Camino contains state of the art tractography and connectivity mapping tools, diffusion simulation engines and
models and optimization procedures. Dr. Alexander’s more general research interests include medical imaging,
computer vision and image and audio processing.
Dr. Patric Hagmann
Dr. Patric Hagmann is currently a Fellow in Pediatric Neuroradiology at MGH, Harvard. He received his
medical degree in 2000 from University of Lausanne, Switzerland. During his studies he spent two years as an
exchange student successively at University of Basel, Switzerland and University of Leicester, United Kingdom.
He acquired his clinical skills in different specialties and hospitals in United Kingdom, Switzerland, Canada and
India. In 2001, he completed his education with a Postgraduate Program in Biomedical Engineering at EPFL,
Lausanne, Switzerland.
Between 2001 and 2005 he worked at ITS in EPFL as a research assistant, and spent some time at the NMRcenter at Harvard Medical School in Boston. In 2005 Dr. Hagmann was awarded a PhD from the School of
Computer and Communication Sciences of EPFL for his work entitled "From Diffusion MRI to Brain
Connectomics". From 2005 -2008 Dr. Hagmann was a resident in radiology at University Hospital Centre
Lausanne and a senior researcher at the Signal Processing Lab at the Federal Institute of Technology Lausanne.

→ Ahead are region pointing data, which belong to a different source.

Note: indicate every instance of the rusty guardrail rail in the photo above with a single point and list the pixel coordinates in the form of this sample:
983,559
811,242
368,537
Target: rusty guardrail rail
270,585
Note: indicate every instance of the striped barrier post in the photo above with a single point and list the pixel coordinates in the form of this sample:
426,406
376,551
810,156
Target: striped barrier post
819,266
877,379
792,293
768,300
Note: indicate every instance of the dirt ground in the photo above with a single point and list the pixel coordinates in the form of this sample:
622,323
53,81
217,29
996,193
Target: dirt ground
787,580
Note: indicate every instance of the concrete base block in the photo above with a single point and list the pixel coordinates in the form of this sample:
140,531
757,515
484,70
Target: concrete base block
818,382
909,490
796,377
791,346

Dr. Hagmann’s current research interests include the theoretical foundations of diffusion MRI and its
mathematical representation, the relationship between the diffusion MRI signal and brain axonal trajectories
(tractography or fiber tracking), the mathematical representation of brain connectivity (the brain connectome)
and its architecture as well as comparative neuro-anatomy between different classes of subjects.